With minor variations, it applies to the rest of the country. Kashmir’s Muslim majority is no exception. I’ve heard of families who severed all ties with daughters who married outside the community. However, there is better acceptance of non-Muslim women marrying Muslim men even without changing their religion. Not the other way around.
In the opening pages of his book Kashmir: The Vajpayee Years, AS Dulat wrote about the murder of a young Hindu businessman in 1990 and claimed that it was less about militancy and more about an honour killing to avenge his affair with a Muslim woman of an affluent family. The claims have never been discussed in public. Would the dominant Kashmiri narrative about the present controversy in the valley have shaped differently if the woman in question was Muslim and the man a non-Muslim? The answer is in the affirmative.
The society (irrespective of caste and class affiliations), the political class, and the state’s agencies all collaborate to militate against the provisions of the constitution and declare such wedlocks illegitimate. An interesting hierarchy is also noteworthy. Men marrying outside caste and religion would be a little more acceptable than women doing so. If it is a woman marrying outside her community, it is treated as an onslaught on the very edifices of religion. The woman is first the property of the parents, and then of the community or caste she belongs to. She is forbidden to have agency. What law says in the matter becomes irrelevant on the ground. The society is governed by its own rule of deeply embedded patriarchy. Patriarchy is sanctioned by society, not by law.
The Kashmir story is no different. It appears to have been triggered by a political agenda with national-level representatives of the Sikh bodies suddenly dashing for Kashmir to “rescue” the woman, building up a narrative with layers of exaggerations and packing in a few more cases, most of which were falsified by the woman they named, to make it look like a conspiracy. It is a clear extension of the “love jihad’ politics pivoted around a blend of hate and patriarchy from mainland India into Kashmir.

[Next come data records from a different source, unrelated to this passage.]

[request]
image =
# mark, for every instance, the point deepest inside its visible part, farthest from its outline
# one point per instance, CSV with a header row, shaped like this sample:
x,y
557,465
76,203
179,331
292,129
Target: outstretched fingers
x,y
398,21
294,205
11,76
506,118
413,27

Interestingly, while Sikhs bear some brunt of the majoritarian Hindu politics, “love jihad” brings them closer to the majoritarian Hindus against a common Muslim enemy. It serves political dividends for the Hindu right-wing in the run up to assembly polls in Uttar Pradesh and Punjab. It also serves to perfect the machinery of divisive politics in Jammu and Kashmir, where both delimitation and elections are on cards. The J&K elections are worthless in light of the fact that the levers of power are now directly under the control of New Delhi but they hold a symbolic value for the BJP propelled by the desire to bring to power the first Hindu chief minister of a truncated and demoted region. “Love jihad” in its backyard is grist for the mill.
Intolerance to the idea of mixed marriages and denial of agency to women predate the politics of “love jihad” and the politics of hate. Though divisive politics is often reinforced by using this intolerance and amplifying it in its ugliest form, the latter has always existed – in muted or more visible forms – and its core essence is patriarchy. One cannot challenge the regressive politics of hate without challenging patriarchy.
For now, the “do-gooders” in Kashmir have stepped in talking about “communal harmony” and patting themselves on the back for resolving the issue and soothing the frayed nerves by handing back the girl to her community to decide and do as the latter pleases with her. At the altar of this evasive peace is sacrificed the rule of law, the constitutional right to equality, and the woman. Who cares for her anyway? For the sake of calm, which cannot sustain without challenging both the politics of hate and crutches of patriarchy it leans on to stand, she must be annihilated in a rejoiceful mass ritual.